Corruption au Mali : quand les petits cadeaux détruisent la société

La corruption au Mali prend des formes variées, allant des « petits présents » aux pots-de-vin plus importants, en passant par des faveurs personnelles. Ces pratiques, souvent perçues comme anodines, s’ancrent profondément dans les mœurs et transforment la société malienne en un terrain propice aux dérives. Comment ces actes, initialement perçus comme marginaux, deviennent-ils un drame social et économique pour le pays ?

Les multiples visages de la corruption au Mali

Au Mali, la corruption ne se limite pas à des transactions financières de grande ampleur. Elle se manifeste au quotidien, sous des formes parfois invisibles mais tout aussi dévastatrices. Selon Transparency International, la corruption se définit comme « le détournement à des fins privées d’un pouvoir confié en délégation ». Cette définition inclut des actes aussi variés que les pots-de-vin, les faveurs indues ou encore l’influence abusive.

Dans les services publics, les échanges administratifs ou même les relations professionnelles, ces pratiques sont monnaie courante. Par exemple, une directrice commerciale à Bamako, Myriam (nom d’emprunt), témoigne : « Chaque fois que je remporte un marché, des agents de la structure contractante exigent un pourcentage en retour.
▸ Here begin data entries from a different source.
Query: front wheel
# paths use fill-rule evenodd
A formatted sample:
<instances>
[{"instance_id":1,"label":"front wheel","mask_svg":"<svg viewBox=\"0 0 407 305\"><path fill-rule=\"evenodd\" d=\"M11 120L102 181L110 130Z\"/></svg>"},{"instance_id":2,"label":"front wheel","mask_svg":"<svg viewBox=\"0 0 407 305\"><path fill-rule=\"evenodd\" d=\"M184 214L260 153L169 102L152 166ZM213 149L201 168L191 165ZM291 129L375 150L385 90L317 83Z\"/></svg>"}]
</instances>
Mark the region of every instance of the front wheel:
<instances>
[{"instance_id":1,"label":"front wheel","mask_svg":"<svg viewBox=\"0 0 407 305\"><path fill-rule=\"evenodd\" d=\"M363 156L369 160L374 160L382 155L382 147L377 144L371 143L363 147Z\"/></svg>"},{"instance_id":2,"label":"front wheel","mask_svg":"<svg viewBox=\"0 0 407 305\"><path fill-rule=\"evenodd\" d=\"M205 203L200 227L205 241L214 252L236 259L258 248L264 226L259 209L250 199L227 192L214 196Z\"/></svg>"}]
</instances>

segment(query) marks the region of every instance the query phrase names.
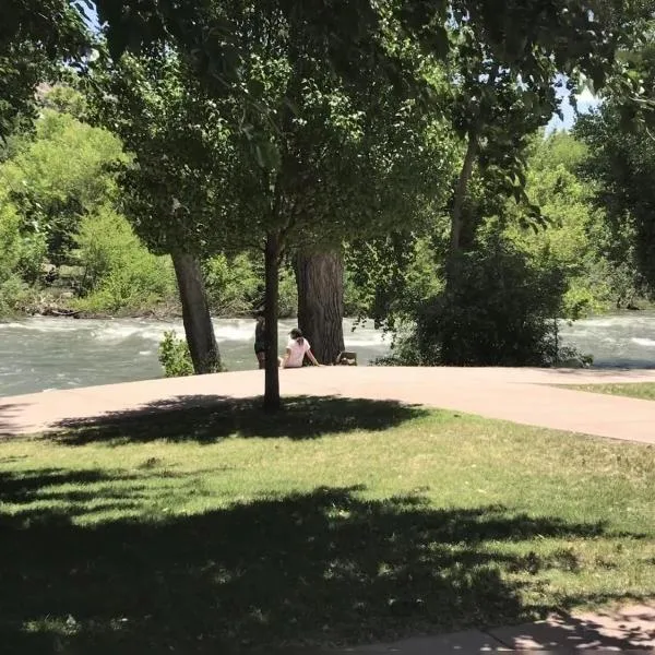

C’est à prendre ou à laisser. » Une réalité qui illustre l’ampleur du phénomène et son caractère systémique.

Des pratiques normalisées, un cercle vicieux

La corruption au Mali ne se limite pas aux milieux économiques. Elle s’étend aux procédures administratives, aux examens scolaires ou même aux contrôles routiers. Un entrepreneur, Omar Keita, raconte avoir dû verser 10 000 FCFA à un pompiste pour obtenir du carburant, après une journée entière d’attente. « J’ai été profondément blessé par mon acte, mais cette pratique est devenue banale », confie-t-il.

Cette normalisation de la corruption crée un cercle vicieux. Plus les pratiques corruptives se répandent, moins elles sont perçues comme répréhensibles. Un glissement culturel qui favorise leur ancrage dans la société. Comme l’explique Sibiri Diarra, ancien fonctionnaire international, dans les organisations internationales, les cadeaux sont encadrés par des règles strictes. Pourtant, au Mali, l’absence de telles normes ouvre la porte à tous les abus.

Les racines d’un phénomène endémique

Plusieurs facteurs expliquent la persistance de la corruption au Mali. D’abord, le manque de sanctions réelles renforce l’impunité et encourage ces pratiques. Ensuite, la pauvreté et le chômage poussent certains individus à recourir à la corruption comme moyen de survie. Oumar Korkosse, membre du Réseau des communicateurs traditionnels pour le développement au Mali (Recotrade), souligne que « lorsque les salaires sont bas ou irréguliers, les petits actes de corruption deviennent une source de revenus complémentaires ».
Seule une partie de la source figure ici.